There has been much debate amongst attorneys in Texas regarding the state of common law marriage as it relates to same-sex couples. Some attorneys believe that the ruling by the United States Supreme Court on June 26, 2015 extends to common law marriage whereas others believe that it does not. So what has happened since June 26, 2015 with respect to common law marriage and same-sex couples?
On June 30, 2015 in a wrongful death action attorneys argued that a woman should be allowed to assert a claim for the wrongful death of her wife. The attorneys argued that the two women were common law married. The Court held that the decision on June 26, 2015 extended to common law marriages and therefore the woman was allowed to bring her case. Typically in wrongful death cases you have to be related to the person and for same-sex couples it was not enough that you had been together for a long time.
What about in family law cases? So far that has yet to be determined. The United States Supreme Court held that the states must allow same-sex couples to marry. Not every state has common law marriage nor is every state required to have common law marriage. The Texas Family Code says to have an informal marriage (common law marriage) you either have to sign and file a declaration of the marriage or the more common method:
“the man and woman agreed to be married and after the agreement they lived together in this state as husband and wife and there represented to others that they were married.”

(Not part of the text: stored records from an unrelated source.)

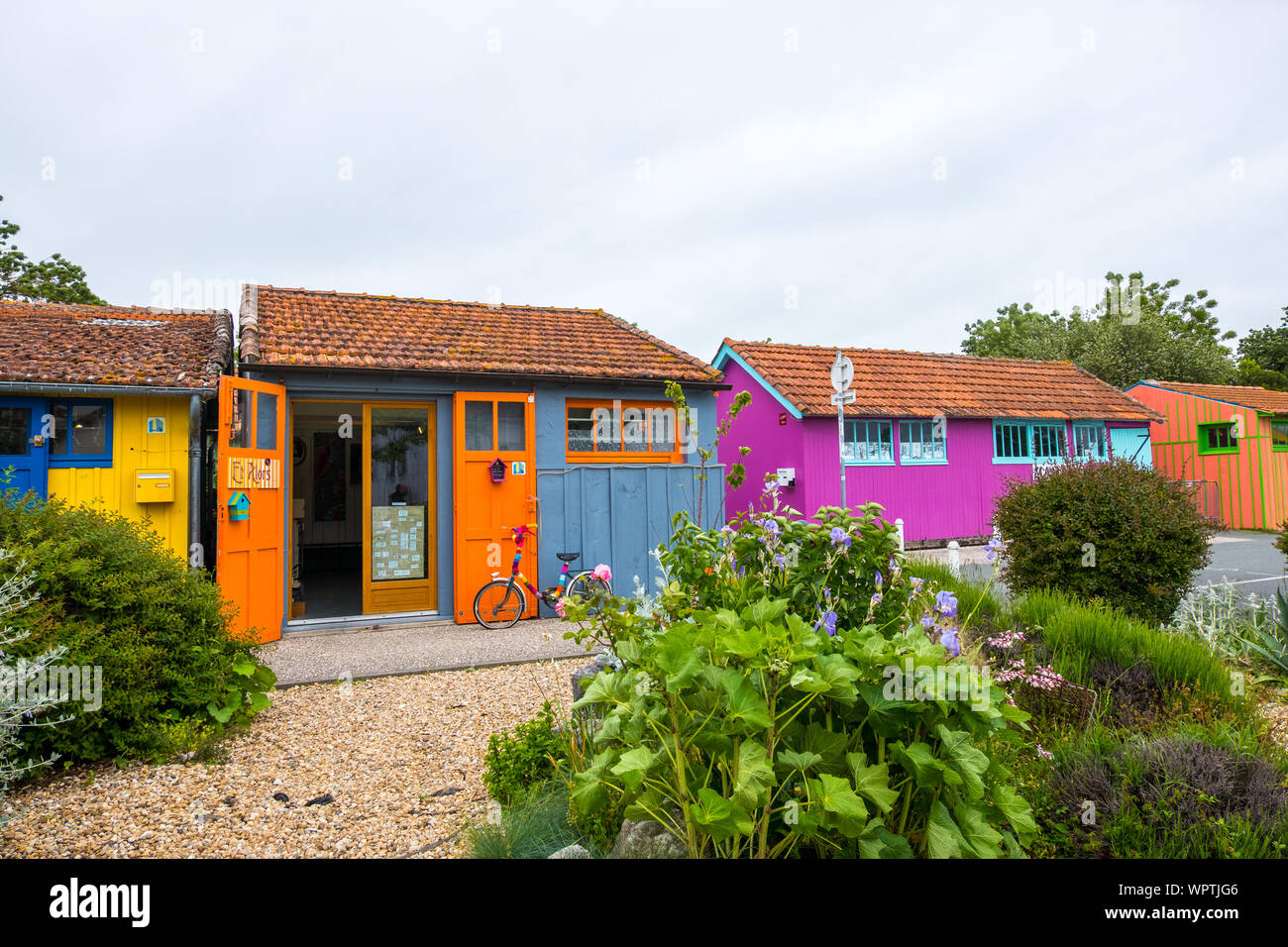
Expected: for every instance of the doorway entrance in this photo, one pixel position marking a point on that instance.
(364, 515)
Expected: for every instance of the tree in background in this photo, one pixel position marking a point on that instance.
(1263, 356)
(1138, 331)
(53, 279)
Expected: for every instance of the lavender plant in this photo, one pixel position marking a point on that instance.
(20, 703)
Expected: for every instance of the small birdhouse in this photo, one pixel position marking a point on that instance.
(239, 506)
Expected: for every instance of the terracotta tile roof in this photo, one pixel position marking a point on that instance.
(47, 343)
(1247, 395)
(919, 384)
(347, 330)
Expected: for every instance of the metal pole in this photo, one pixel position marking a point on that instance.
(840, 432)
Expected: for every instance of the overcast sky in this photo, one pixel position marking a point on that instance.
(831, 172)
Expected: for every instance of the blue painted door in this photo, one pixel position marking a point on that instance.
(1132, 444)
(24, 449)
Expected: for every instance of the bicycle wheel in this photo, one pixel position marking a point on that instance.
(500, 603)
(587, 585)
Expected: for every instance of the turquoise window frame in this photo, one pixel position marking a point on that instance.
(868, 427)
(1098, 429)
(1279, 424)
(1030, 432)
(1201, 438)
(923, 428)
(1022, 429)
(82, 460)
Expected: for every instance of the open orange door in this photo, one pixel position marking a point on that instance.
(250, 489)
(493, 488)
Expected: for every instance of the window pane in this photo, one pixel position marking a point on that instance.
(510, 429)
(58, 441)
(399, 487)
(605, 429)
(89, 428)
(634, 431)
(14, 424)
(662, 429)
(266, 421)
(580, 427)
(478, 425)
(240, 433)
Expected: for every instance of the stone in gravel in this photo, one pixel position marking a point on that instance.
(647, 840)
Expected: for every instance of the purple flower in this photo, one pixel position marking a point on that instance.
(828, 618)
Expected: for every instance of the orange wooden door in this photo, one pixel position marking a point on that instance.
(489, 428)
(249, 562)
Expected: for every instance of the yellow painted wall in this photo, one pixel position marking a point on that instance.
(134, 449)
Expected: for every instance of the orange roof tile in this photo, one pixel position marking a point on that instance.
(919, 384)
(348, 330)
(1247, 395)
(48, 343)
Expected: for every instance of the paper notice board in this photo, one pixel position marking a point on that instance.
(397, 543)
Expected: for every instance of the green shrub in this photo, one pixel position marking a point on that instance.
(516, 763)
(761, 707)
(1082, 635)
(116, 598)
(533, 826)
(1104, 530)
(1192, 792)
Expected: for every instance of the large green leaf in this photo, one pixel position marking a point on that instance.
(719, 817)
(943, 838)
(804, 762)
(872, 781)
(966, 759)
(755, 776)
(983, 839)
(746, 706)
(1017, 810)
(632, 767)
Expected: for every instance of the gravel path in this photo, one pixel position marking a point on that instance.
(402, 758)
(304, 657)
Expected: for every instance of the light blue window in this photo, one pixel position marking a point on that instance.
(868, 442)
(922, 442)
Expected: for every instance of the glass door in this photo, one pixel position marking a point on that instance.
(398, 565)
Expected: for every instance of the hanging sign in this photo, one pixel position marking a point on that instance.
(254, 474)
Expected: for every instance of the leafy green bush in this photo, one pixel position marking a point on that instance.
(533, 826)
(516, 763)
(116, 598)
(763, 707)
(1186, 793)
(1080, 635)
(1104, 530)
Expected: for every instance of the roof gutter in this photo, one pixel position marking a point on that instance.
(104, 390)
(528, 377)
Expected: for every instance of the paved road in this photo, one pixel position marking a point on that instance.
(1248, 560)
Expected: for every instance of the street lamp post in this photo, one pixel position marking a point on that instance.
(842, 376)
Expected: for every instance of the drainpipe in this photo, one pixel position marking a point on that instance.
(194, 415)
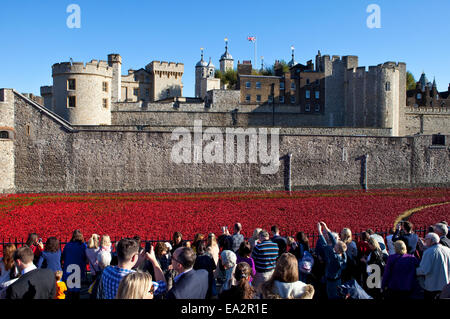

Based on the plan language of the code it states that it must be a “man and woman”. Some will argue that should be removed and should say two people or something similar. Perhaps. The code further states that they must live together as “husband and wife”. Now I know that if I referred to my partner as my husband she would be upset with me. I am willing to bet that many same-sex couples probably referred to each other as “husband and husband” or “wife and wife”. So again this would not meet the elements of a common law marriage since they did not refer to each other as “husband and wife”. Having said all of this, so far to date I have not heard about a case for a divorce of a same-sex couple in a common law marriage. I suspect that it will depend on the Judge and the county in which you file for divorce as to whether a court will allow this or not.
With so many areas up in the air with same-sex marriage, I suspect that this one will take some time to be tried out.